Uが国際私法を専攻したのは、とにかく英語が好きで、英語を習得するために国際私法を選んだのかとさえ思われた。
国際私法という学問は、とにかく英語ができなければ進まない学問である。
あるとき、Uと雑談をしていた。
私「なあ、U。1日どれくらい英語文献を読んでる?」
U「え?まあ、日がな、いちにちだなぁ」
私「それこそ、俺にしたら『え?』じゃないか。まる一日かよ?」
U「ああ。
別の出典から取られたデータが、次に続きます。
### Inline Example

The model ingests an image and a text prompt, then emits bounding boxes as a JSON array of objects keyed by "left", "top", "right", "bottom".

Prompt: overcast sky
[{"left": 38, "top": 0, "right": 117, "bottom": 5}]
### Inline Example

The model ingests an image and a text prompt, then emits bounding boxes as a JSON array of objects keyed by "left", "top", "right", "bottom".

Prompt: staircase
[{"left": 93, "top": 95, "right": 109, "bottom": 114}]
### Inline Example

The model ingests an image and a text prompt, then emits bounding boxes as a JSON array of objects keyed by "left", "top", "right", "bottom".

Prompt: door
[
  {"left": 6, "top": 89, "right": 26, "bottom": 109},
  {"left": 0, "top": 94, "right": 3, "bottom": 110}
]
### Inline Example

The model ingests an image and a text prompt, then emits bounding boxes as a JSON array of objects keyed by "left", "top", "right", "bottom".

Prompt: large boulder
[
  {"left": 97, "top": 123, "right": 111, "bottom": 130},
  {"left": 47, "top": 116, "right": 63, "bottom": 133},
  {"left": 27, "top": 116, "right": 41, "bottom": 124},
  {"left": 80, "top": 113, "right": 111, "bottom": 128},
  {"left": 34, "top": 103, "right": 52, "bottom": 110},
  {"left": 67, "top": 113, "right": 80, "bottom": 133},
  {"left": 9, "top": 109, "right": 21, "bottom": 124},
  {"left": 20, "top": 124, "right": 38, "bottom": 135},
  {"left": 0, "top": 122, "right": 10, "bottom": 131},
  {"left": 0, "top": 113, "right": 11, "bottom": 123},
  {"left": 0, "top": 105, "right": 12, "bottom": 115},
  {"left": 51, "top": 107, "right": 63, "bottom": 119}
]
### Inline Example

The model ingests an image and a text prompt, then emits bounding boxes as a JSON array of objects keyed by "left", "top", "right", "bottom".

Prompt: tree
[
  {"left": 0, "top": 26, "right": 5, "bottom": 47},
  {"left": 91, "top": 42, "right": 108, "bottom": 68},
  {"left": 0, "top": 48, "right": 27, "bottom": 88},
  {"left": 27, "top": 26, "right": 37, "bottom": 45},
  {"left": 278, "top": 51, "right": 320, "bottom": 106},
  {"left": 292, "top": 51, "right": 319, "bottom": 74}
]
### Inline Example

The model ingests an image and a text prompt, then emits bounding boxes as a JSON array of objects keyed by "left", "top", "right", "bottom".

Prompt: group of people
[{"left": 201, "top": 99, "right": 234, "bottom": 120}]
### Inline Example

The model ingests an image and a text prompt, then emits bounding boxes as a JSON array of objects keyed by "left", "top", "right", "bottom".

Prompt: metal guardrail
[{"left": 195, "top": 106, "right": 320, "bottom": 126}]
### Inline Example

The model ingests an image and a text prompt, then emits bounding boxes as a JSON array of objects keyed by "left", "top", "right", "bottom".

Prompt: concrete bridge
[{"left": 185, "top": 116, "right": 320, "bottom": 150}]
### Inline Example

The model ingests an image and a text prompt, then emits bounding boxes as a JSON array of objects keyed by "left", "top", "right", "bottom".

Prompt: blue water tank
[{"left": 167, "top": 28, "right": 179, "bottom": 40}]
英語文献を読むために入ったようなもんだな」
私「それ、飽きないのか?」
U「飽きないよ。好きだもん。ただ、英語って言っても法学英語だろ?その点ではちょっとなぁ・・・」
私「うん?どういうこと?」
U「例えば、イギリスの文献をよむだろぅ?そうするとさ、Bargrave Dean判事は云々って出てくるんで、イギリス判例も読まなきゃならないようになって、それを探したり、法理論がどうのこうのって解釈論をしなきゃならないのが嫌いでさぁ」
私「そりゃあ、法学なんだから、その解釈がメインだろ?」
U「そうなんだろうけど、その解釈論っていうのがだめなんだ。ああでもない、こうでもないって、こねくり回すじゃないか。あれがなぁ・・・」
私「そりゃ、法学は理論武装して、実務で役立つようにする学問だもんなぁ。俺の指導教授なんかでも、『理論と実践』の融合が大事って言ってるぜ」
U「うぅぅンンン・・・・」
数か月後、大学でUが坂道で声を掛けてきた。
Uの隣に、大学へ日本語留学をした女性がいる。
U「のりも、紹介するよ。アメリカから来た〇〇〇嬢」と。
そのあと、小さい声でわたしに、
U「のりも、おれの英語の『理論と実践』」
私「・・・・・・・・」
洒落てゐるとはででむしの殻のこと(後藤夜半)
(ででむしはカタツムリのことで、むかしは殻を取ると、なめくじが実態であると考えられていたそうな・・・・・天のこえ)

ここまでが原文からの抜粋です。